I love basketball and have been very excited for the NBA Finals Game 4. As such, I decided that this would be a very natural place for me to start and began browsing through Bleacher Report, which is one of my favorite sites. When I looked at the home page, expecting to look for pre-game analysis, I was drawn in by a picture of one of my favorite current players, Kevin Durant. He apparently settled a dispute between rapper, The Game. I perused the article, which spoke of TMZ reporting the dispute before finding out all the details. I generally avoid the gossip TMZ reports, so hit the back key and decided to read manga instead. This came to mind because most releases are on Mondays, Wednesdays, and Fridays, and NBA Finals are Tuesdays, Thursdays, and Sundays. The day after the games, I usually feel the need to splurge on basketball banter. I usually don’t realize what day it is until I start reading about basketball. I normally read manga to pass the time, so when I was done I was bored. Only when I’m bored do I remember my favorite site to waste time, Cracked.com. The articles I find on Cracked are as random as my thoughts seem to be at times.

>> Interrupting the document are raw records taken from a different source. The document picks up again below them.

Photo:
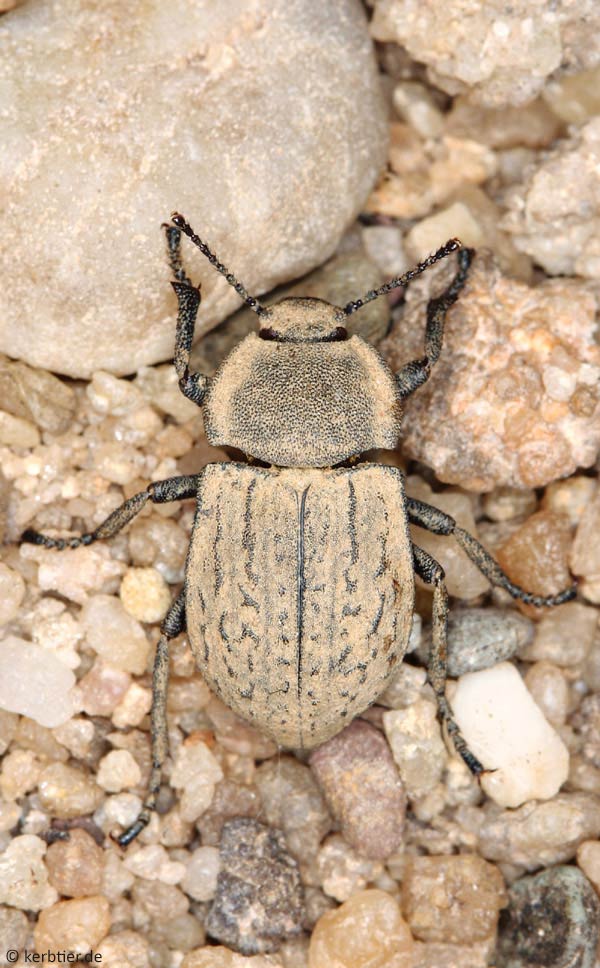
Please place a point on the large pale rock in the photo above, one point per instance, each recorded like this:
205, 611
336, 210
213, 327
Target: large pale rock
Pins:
262, 121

Eventually I ended on an article titled “Six Unexpected Things I Learned From Being a Drug Dealer.” Most of the surprises and associations to Bush’s “As We May Think” came from this article, which in itself surprises me. It spoke of things like how we were raised to associate a certain stereotype to drug dealers and how they look and act, or even why they are doing it. What stood out to me the most is how the author said it is this very illusion that we are taught to associate with drugs and drug dealers as young children through programs like D.A.R.E. is what leads some to try it. When propaganda says that all drugs are very harmful and dangerous and will ruin your life, then kids make that association. However, when they grow up and meet someone who does drugs and seems to be functioning in life, the association breaks and due to feeling lied to, the person removes all those associations. For example, if John Doe uses marijuana and gets straight A’s, is it really as dangerous as I think? And if that is a lie, what else did all those anti-drug programs lie about?
I realized that this is not just an issue with stereotypes of drug dealers but the way that association of the mind works. It is forever creating, modifying, and deleting links as new information is processed. When you are a kid, you might associate the opposite sex with cooties. I know I did. At what point did my association change girls from gross, possibly diseased beings to desirable, beautiful beings? The memex abstract idea Bush speaks of, that models human selection through association seemed even more futuristic, if not impossible than it did when I first considered. From basketball, through Japanese culture in manga to a random article about the realities of drug dealers, there were so many thoughts and trails that I decided not to pursue. I feel as if the human mind might be to abstract to effectively model.